The Benedictine Order of the day is a model for mindfulness

by DRM

An essen­tial step for­ward is the devel­op­ment of a fit­ting order of the day: a divi­sion of the day that gives a rhythm to the day, with a rea­son­ably fixed pat­tern of exer­tion and relax­ation, of spir­i­tual breath­ing in and breath­ing out, of order­ing one’s envi­ron­ment and moments when one is in touch with some­thing beau­ti­ful.“
The Rule of Bene­dict for Begin­ners, by Wil Derkse

The Ben­dectines call it the Order of the day: a sequence of prayers designed to con­nect the pas­sage of the hours to the divine state of exis­tence. Within this order, the monks are able to access the beauty of their faith.


When I was young, some after­noons I would cross the fields and walk up the hill to the church, break­ing a sweat to arrive before the monks gath­ered for Com­pline. This was the sim­plest hour of the day: a quar­tet of psalms repeated in plain­song each day. It was sung at dusk, when the sun was retir­ing from the sky.

The monks shuf­fled in silently from the back of the chan­cel. They were obscured by the faint light spilling in through the high stained glass win­dows. Each of them had an indi­vid­ual iden­tity for me: the monk who taught us flute, or the monk who would hand out treats at the back kitchen door, the one who gar­dened daily.
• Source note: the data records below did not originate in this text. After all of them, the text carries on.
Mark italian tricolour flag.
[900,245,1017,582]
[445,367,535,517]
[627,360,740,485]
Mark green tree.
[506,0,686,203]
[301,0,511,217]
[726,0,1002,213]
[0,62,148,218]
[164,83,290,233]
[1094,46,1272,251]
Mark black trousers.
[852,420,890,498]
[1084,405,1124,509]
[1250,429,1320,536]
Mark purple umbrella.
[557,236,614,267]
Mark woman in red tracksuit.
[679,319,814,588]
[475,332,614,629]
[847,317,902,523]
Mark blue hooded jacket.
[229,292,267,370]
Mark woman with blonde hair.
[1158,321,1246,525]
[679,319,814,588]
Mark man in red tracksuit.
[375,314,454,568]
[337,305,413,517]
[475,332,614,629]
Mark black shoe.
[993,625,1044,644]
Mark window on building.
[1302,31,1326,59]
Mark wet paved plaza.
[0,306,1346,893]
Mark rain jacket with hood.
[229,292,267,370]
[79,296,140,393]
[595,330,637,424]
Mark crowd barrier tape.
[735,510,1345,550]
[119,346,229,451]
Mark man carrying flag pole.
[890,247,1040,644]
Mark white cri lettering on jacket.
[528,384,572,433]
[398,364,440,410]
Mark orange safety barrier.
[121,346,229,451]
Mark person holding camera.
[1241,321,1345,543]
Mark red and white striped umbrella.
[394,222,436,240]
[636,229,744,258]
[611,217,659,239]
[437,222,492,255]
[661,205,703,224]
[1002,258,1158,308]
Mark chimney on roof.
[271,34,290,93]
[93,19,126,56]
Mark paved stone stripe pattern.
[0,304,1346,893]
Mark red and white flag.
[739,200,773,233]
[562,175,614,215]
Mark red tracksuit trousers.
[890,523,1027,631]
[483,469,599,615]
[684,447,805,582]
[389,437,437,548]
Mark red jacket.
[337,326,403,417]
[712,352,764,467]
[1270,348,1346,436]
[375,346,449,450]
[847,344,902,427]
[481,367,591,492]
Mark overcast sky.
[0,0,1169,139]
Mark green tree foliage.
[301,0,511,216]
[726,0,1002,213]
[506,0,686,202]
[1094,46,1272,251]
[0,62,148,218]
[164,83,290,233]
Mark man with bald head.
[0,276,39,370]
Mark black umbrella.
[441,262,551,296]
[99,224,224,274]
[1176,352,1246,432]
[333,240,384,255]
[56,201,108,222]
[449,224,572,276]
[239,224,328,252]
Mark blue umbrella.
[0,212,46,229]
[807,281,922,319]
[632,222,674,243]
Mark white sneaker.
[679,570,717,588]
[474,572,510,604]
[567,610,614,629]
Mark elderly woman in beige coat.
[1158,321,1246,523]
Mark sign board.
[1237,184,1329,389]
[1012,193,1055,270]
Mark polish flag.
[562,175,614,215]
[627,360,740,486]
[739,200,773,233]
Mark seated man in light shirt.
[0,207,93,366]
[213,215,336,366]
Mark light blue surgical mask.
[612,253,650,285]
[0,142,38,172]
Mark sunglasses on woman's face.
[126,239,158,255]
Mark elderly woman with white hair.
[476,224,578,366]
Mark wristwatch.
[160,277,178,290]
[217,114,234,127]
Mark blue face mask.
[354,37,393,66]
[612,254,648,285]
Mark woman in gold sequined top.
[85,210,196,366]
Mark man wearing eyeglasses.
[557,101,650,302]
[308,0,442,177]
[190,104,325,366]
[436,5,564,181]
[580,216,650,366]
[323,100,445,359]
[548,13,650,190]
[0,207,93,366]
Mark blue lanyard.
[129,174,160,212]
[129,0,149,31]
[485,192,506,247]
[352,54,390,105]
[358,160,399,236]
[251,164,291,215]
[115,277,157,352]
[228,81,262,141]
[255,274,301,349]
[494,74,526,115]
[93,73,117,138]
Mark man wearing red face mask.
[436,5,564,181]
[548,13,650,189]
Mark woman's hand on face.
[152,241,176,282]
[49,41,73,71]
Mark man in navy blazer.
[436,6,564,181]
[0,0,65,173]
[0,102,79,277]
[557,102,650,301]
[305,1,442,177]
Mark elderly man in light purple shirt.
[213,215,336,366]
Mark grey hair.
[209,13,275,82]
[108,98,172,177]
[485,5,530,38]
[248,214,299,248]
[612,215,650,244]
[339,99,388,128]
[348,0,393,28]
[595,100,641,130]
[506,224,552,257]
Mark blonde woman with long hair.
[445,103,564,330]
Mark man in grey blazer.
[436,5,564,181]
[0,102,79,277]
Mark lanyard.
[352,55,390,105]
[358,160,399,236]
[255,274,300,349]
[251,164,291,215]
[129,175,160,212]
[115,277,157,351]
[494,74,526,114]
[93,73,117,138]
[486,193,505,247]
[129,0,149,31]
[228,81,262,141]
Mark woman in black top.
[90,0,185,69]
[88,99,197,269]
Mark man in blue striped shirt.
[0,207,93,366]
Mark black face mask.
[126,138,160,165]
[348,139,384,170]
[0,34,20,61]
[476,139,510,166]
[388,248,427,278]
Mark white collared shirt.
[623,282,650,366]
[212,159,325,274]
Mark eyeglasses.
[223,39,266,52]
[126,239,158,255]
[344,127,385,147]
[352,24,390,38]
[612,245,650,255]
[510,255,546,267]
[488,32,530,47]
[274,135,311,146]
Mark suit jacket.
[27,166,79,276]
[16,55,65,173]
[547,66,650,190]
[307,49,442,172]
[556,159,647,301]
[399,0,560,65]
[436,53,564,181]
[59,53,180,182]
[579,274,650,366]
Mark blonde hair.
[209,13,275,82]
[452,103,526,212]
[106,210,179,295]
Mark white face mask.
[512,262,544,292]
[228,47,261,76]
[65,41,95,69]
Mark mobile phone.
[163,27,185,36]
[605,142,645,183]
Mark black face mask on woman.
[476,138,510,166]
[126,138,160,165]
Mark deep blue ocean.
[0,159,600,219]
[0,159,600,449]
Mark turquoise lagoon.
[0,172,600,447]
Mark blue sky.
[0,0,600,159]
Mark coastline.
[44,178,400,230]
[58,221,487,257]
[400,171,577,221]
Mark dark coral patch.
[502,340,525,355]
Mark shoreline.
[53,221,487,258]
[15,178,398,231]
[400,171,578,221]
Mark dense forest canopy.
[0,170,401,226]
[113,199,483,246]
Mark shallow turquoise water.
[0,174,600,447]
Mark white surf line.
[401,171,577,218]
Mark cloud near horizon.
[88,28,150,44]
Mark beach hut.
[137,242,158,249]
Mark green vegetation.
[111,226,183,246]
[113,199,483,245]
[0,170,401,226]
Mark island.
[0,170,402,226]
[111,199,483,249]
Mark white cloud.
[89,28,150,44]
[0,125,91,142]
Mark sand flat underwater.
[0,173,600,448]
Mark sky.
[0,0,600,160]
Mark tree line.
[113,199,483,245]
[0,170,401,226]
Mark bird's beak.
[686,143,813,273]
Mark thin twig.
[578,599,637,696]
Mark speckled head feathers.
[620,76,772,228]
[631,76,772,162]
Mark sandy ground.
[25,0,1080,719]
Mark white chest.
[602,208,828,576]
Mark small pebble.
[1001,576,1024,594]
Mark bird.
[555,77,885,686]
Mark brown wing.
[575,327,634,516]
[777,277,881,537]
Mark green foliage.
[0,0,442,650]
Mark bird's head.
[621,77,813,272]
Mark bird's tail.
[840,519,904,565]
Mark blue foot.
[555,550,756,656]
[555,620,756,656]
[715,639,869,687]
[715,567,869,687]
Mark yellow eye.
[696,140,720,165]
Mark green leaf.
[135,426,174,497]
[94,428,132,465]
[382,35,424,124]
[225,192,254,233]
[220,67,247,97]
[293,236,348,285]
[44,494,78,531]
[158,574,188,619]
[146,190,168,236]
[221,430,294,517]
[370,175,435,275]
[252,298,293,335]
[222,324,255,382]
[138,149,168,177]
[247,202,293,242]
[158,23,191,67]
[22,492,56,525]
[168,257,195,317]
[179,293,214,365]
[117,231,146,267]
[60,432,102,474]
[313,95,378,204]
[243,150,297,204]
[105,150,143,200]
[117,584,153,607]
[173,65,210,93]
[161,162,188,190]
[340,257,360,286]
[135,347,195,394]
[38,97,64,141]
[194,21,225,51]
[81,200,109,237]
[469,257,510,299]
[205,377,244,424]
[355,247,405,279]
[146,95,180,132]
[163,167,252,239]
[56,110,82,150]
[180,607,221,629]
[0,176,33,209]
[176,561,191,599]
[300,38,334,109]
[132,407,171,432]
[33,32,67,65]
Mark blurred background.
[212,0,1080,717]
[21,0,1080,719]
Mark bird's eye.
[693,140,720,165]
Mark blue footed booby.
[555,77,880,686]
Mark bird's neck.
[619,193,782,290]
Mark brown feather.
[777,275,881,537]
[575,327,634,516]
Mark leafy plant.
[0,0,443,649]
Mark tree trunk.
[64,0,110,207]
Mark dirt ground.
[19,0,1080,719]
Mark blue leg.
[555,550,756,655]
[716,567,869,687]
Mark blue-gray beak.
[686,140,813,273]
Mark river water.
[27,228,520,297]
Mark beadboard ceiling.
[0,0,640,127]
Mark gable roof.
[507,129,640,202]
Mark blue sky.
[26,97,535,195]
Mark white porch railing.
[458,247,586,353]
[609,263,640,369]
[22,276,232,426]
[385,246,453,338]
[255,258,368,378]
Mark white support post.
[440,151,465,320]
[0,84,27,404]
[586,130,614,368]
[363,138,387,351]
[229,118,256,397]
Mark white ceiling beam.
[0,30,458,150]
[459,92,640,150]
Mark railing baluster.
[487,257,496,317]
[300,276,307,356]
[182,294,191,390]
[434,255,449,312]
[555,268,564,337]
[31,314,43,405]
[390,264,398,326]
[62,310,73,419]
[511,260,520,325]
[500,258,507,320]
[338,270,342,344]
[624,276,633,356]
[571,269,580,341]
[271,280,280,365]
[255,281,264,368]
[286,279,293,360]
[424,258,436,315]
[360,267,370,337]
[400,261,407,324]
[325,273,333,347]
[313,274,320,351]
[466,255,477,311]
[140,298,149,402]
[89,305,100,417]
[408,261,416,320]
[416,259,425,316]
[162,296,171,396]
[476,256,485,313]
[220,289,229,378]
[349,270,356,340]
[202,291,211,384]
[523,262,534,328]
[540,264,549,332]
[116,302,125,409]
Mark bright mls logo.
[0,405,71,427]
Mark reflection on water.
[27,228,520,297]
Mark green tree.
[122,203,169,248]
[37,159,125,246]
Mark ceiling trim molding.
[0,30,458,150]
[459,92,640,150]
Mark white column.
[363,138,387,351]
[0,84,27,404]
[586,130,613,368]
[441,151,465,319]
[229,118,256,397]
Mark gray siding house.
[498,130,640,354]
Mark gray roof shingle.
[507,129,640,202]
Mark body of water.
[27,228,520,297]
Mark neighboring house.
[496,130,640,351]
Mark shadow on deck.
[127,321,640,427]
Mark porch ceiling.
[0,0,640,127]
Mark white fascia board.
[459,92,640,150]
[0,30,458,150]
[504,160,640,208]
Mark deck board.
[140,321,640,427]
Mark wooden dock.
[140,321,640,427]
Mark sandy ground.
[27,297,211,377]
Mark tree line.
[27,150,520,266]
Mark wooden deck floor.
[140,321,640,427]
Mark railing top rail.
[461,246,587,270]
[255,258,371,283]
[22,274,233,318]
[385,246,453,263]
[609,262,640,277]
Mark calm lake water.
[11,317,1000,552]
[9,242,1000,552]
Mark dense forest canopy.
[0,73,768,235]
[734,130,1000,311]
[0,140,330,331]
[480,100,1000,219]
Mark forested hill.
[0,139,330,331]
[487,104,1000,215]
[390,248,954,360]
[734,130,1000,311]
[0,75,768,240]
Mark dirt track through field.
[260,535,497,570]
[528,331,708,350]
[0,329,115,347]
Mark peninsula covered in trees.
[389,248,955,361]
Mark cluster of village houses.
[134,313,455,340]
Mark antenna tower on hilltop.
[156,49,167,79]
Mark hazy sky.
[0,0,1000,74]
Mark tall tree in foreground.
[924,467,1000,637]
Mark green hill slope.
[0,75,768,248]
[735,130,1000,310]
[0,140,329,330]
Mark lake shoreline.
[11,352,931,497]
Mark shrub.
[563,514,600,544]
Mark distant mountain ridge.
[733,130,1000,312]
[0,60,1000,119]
Together iden­tity was sub­li­mated to the work of the group: prayer, under­stand­ing and veneration.

I knew that they didn’t speak dur­ing the day in the monastery. One of the monks would read to the group dur­ing din­ner and they would have some com­mon dis­cus­sion in the short spell after din­ner, but their other hours were spent in silence or service.

The muf­fled sounds over­whelmed me. I waited for the silence to break from con­fu­sion. A soft melody would seep from the dark­ness. A quiv­er­ing, deci­sive voice would lead the com­mu­nity into song.

They were not beau­ti­ful in a musi­cal way. The range was lim­ited, and some strong voices lacked vari­ety. What made the ser­vice beau­ti­ful was its reg­u­lar­ity, its prac­ticed flow. I could not under­stand the words. In the chant, I searched for a spir­i­tual con­nec­tion that eluded me. Today, I real­ize that I yearned for the “fit­ting order” that struc­tured their lives. I sensed that it might be a path to qui­et­ing the mind.

When I read about the Bene­dic­tine order of the hours, I con­trast it with the helter-skelter irreg­u­lar­ness of my day-to-day. To lead a prac­ticed, mind­ful and orderly life in such cir­cum­stances is a chal­lenge that I feel, cre­at­ing an absence that I rue.